Il est primordial de conserver à l'esprit qu'une politique publique de la mémoire ne sera pérenne qu'à condition d'être territorialisée. Tous les déplacements que je fais l'illustrent : toutes les réussites durables sont intégrées à des dynamiques locales anciennes. Dans le Morbihan, un vade-mecum des porte-drapeaux a été réalisé avec le soutien de la députée Anne Le Hénanff, par la délégation militaire départementale (DMD) et l'ONACVG départemental. Ce recensement, unique en France, crée un effet d'entraînement et valorise l'action des porte-drapeaux.

Notre ministère soutient les initiatives locales, car l'État ne peut pas tout faire seul. De surcroît, lui laisser toute la responsabilité de la construction de la mémoire n'est pas très démocratique. Il importe d'encourager le développement d'une mémoire à portée de main et de regard. Notre histoire et notre mémoire ne s'expriment pas uniquement lors des cérémonies officielles, dans les travaux des historiens ou sur le papier glacé des manuels d'histoire. Elles sont surtout dans les noms des rues, des places et des écoles, dans nos villes et nos villages, dans nos campagnes, dans nos plaines et sur nos plages, sur nos monuments et nos mémoriaux, qu'ils soient gérés par l'État ou par les collectivités locales.

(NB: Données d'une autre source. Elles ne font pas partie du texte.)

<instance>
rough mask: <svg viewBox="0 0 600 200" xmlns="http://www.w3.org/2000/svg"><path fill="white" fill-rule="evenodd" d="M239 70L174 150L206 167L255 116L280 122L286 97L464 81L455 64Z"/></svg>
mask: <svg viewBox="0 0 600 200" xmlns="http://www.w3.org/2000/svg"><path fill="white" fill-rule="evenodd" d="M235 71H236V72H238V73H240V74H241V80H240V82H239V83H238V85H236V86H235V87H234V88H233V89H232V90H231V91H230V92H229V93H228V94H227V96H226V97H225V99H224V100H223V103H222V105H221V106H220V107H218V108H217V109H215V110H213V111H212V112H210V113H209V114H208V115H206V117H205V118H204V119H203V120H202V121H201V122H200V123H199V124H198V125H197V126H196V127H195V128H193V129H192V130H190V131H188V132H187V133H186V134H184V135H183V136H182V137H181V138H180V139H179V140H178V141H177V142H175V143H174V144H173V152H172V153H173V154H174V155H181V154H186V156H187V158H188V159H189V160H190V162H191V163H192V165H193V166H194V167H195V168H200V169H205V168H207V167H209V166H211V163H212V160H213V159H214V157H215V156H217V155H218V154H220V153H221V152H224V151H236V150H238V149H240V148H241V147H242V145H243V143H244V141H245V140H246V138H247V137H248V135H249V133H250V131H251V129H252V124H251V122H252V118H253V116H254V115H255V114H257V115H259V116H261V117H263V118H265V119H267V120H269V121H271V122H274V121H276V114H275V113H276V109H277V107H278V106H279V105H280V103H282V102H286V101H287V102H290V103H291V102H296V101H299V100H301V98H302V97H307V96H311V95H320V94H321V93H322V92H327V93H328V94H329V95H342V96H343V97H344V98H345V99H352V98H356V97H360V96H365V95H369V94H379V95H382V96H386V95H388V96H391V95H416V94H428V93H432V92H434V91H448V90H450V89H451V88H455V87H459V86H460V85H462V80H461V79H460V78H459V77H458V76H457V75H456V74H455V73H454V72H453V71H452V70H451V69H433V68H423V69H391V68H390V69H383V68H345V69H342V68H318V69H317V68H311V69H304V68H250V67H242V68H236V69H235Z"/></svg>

J'ai ici un petit livret rédigé par mes services, intitulé Aux combattantes, la France reconnaissante. Il recense cent combattantes et résistantes. Vous pouvez proposer celle qui vous inspire le plus – peut-être parce que son histoire est liée à vos territoires – aux maires de vos circonscriptions. Il est bon, lorsque l'on marche dans la rue, de lever la tête. Les personnes dont les rues portent le nom ont une histoire, qui est aussi une façon d'intéresser notre jeunesse. C'est en soutenant les dynamiques territoriales que nous accélérerons la réactivité des milieux de mémoire.

La mémoire et l'histoire, qui en est le support, sont essentielles à la généralisation d'un esprit de défense et à l'acquisition d'un sentiment individuel et collectif de résilience. L'enjeu est de les rendre accessibles et attrayantes, donnant à notre jeunesse l'envie de s'y intéresser, grâce à la promotion de valeurs positives, sans verser dans l'imaginaire. Il s'agit de promouvoir nos réussites et ce sur quoi nous pouvons nous appuyer, tout en étant capables de regarder l'histoire en face et de reconnaître nos fautes. C'est à cette condition que nous serons en mesure de susciter ce désir de vivre ensemble, dont parlait Ernest Renan, et que nous pourrons faire nation, qui est notre bien commun, dont je refuse d'abandonner l'idée aux nationalistes.